Common purpose in misconduct during strikes
The court considered NSCAWU and Others v Coin Security Group (Pty) Ltd t/a [1997] 1 BLLR 85 (IC) in which the court held the doctrine of common purpose applies when two or more people associate themselves in a course of conduct that results in a criminal act by one or more of them, but by chance or design, the others do not physically perform the actions which brought about the act or result. The court held that when people actively associate themselves with the result and share the perpetrator’s guilty state of mind, the guilt of the actual perpetrator extends to them.
Regarding those individuals who disputed being at the scene, the case of National Union of Metalworkers of South Africa obo Nganezi and Others v Dunlop Mixing and Technical Services (Pty) Limited and Others (CCT202/18) [2019] ZACC 25 was relevant.
In this matter it was held that it was not necessary to place an employee at the scene to prove common purpose and indicated that common purpose could be established by inferential reasoning having regard to the conduct of the workers before, during and even after the incident of violence. It went further to state that any evidence that an employee associated themselves with the violence before it commenced or even after it ended may be sufficient to warrant a complicity in the misconduct. This infers that presence at the scene need not be required but that a subsequent knowledge of the violent act(s) and the necessary intention in relation to the act(s) will still be required.
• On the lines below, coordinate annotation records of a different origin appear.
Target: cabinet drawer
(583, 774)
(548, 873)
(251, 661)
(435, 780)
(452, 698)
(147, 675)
Ultimately, the Labour Court held that the employee who may not have been at the scene on the day of the assault, had associated himself with the strike and its acts by his actions. The employees in general acted with a common purpose.
These are important principles that must be kept in mind during, amongst others, industrial action. This provides all the more reason to employers to ensure that detailed strike diaries are kept with reference to videos and photographs.